11:52pm. Los Angeles. I am glad to be home. I had a pretty easy shift with my client tonight. Thank God. I stopped off at Fantastic Burgers to get a grilled cheese sandwich and a large root beer. Whatever. Judge yourself. I'm about to start a fast and wanted a treat before I did. I don't know how well I'm going to do on this fast because my start date is Friday and I'm going to be hanging out with friends at Michelle's then and what we do together is drink and eat. I guess we'll see.
So what's on my mind tonight is Jessica St. Louis #sayhername. She was released from jail at like 1am and dropped off at a BART station and was killed an hour later. The trains do not run at that hour so she was supposed to just wait around in the dark I guess. You don't even have to ask if she was black because yes she was. This is disgusting. And this is just a case we know about. There are probably others. I was talking about this on Facebook and a friend commented that that is probably where they killed her. They...the police, guards...they. I wouldn't put it past them. I will pray for her family. I'm starting to get triggered and angry at that phrase...prayers for the family. I want to do more. I want the violence against our people to stop. I want women's lives to matter. I want black lives to matter. I want the world to stop showing me that our lives don't mean anything. That's what I want.

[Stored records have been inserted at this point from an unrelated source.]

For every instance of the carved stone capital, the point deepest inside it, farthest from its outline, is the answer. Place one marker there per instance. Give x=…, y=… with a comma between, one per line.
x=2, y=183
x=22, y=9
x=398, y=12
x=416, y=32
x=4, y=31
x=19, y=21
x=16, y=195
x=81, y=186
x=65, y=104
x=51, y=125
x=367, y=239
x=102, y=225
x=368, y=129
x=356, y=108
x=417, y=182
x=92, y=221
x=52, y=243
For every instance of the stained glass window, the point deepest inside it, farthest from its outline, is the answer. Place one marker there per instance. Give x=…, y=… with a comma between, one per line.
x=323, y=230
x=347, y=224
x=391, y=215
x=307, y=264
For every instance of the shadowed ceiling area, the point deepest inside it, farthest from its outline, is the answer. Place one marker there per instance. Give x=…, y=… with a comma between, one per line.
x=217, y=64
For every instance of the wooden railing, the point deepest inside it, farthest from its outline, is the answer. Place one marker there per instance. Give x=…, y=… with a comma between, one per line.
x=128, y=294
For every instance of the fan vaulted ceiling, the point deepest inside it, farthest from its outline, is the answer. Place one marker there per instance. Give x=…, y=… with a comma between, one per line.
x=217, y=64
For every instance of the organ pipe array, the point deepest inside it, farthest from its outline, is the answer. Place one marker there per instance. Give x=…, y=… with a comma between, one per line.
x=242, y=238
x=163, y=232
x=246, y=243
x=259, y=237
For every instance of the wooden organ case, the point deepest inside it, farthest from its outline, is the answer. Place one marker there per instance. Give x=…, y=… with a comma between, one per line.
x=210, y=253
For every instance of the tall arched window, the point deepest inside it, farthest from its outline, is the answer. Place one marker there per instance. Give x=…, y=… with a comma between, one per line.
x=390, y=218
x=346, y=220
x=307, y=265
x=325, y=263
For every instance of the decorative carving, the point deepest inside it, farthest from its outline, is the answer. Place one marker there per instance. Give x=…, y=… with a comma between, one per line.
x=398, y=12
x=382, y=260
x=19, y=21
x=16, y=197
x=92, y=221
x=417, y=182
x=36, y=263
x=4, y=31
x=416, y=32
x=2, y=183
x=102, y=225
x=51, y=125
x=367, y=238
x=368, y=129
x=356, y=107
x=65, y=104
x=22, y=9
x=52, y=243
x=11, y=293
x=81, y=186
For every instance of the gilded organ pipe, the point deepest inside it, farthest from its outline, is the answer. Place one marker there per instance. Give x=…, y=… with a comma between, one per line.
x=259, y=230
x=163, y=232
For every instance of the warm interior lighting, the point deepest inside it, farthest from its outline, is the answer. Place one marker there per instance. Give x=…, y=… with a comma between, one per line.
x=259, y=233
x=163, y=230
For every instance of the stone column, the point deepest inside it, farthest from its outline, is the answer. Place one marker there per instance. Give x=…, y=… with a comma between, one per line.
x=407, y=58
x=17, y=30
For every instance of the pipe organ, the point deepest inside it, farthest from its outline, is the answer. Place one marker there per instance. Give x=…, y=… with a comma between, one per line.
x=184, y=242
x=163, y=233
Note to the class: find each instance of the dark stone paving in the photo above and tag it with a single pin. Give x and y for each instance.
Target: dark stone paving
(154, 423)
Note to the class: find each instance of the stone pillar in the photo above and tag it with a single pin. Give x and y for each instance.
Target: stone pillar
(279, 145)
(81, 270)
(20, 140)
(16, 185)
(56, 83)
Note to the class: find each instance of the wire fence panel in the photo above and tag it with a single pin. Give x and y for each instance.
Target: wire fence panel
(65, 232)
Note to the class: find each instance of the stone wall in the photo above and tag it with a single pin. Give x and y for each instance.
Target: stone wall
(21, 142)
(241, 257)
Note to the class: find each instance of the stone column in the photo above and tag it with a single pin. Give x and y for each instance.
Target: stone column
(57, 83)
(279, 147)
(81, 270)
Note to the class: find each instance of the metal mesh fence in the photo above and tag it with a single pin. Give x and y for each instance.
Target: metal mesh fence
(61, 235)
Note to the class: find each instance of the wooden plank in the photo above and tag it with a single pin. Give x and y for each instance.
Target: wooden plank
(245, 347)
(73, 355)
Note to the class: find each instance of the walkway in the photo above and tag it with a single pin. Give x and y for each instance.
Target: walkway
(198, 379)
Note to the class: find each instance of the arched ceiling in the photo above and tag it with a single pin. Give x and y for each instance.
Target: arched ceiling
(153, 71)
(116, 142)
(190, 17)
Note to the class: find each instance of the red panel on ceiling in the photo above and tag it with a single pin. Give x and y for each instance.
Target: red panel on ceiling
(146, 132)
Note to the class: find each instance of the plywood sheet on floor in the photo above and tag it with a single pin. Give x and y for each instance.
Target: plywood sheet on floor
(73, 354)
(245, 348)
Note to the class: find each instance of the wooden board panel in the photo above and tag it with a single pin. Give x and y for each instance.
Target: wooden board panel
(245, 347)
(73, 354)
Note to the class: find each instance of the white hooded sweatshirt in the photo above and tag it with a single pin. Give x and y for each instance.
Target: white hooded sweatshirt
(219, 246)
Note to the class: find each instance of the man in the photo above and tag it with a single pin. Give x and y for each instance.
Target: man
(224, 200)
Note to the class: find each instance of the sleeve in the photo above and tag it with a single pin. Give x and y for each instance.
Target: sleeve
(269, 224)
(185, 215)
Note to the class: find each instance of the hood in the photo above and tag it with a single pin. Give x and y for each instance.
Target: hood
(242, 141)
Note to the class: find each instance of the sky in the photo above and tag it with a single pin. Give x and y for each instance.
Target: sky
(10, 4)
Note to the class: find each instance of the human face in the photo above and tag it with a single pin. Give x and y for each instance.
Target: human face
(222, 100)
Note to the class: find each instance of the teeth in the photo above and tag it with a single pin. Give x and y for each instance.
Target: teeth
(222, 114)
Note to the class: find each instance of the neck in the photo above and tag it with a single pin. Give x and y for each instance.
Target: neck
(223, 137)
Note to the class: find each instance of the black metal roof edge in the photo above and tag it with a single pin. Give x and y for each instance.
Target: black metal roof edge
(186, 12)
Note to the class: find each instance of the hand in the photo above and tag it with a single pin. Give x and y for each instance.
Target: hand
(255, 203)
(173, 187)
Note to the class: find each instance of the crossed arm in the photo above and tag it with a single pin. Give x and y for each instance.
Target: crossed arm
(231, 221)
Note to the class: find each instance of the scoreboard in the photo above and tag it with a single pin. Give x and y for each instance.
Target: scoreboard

It's midnight now. I've been thinking about something and going back and forth about it. I said I would make up my mind today. As much as I love teaching for CLI I think I'm going to take a break this year. This would be my fifth year and I just need some time off. I will sub if they need me and I'll be a guest speaker when they need me but as far as being there every Monday and the other days and times, I am just not up for it this year. Last year was kind of hard for me which is why I am thinking about a break this year. When I commit to something I really want to stick to it. So I didn't take off days when I needed to for mental health reasons and that didn't prove to be good for me. I taught right through them. Over and over I put myself on the back burner and I can't afford to do that this year. I'm even choosing to be more selective about the home health care clients I take on. I haven't told Hiram yet but I'll talk to him today. I shouldn't have waited so long but this is the time it took. Maybe more ways I can better take care of myself will show up during this fast. For sure I need to do better about what I put into my body and I need to start walking again, maybe even swimming.
Now I have to think of what I'm going to do to supplement the income from teaching. I'll have to sell more books for sure and do some more shows. Maybe I'll travel more if I can get some organizations to cover it. The possibilities are endless. I've been going back and forth in my head all this time when maybe I just needed to blog it out for it to be clear to me. I think I've made my decision. Now let me sleep on it.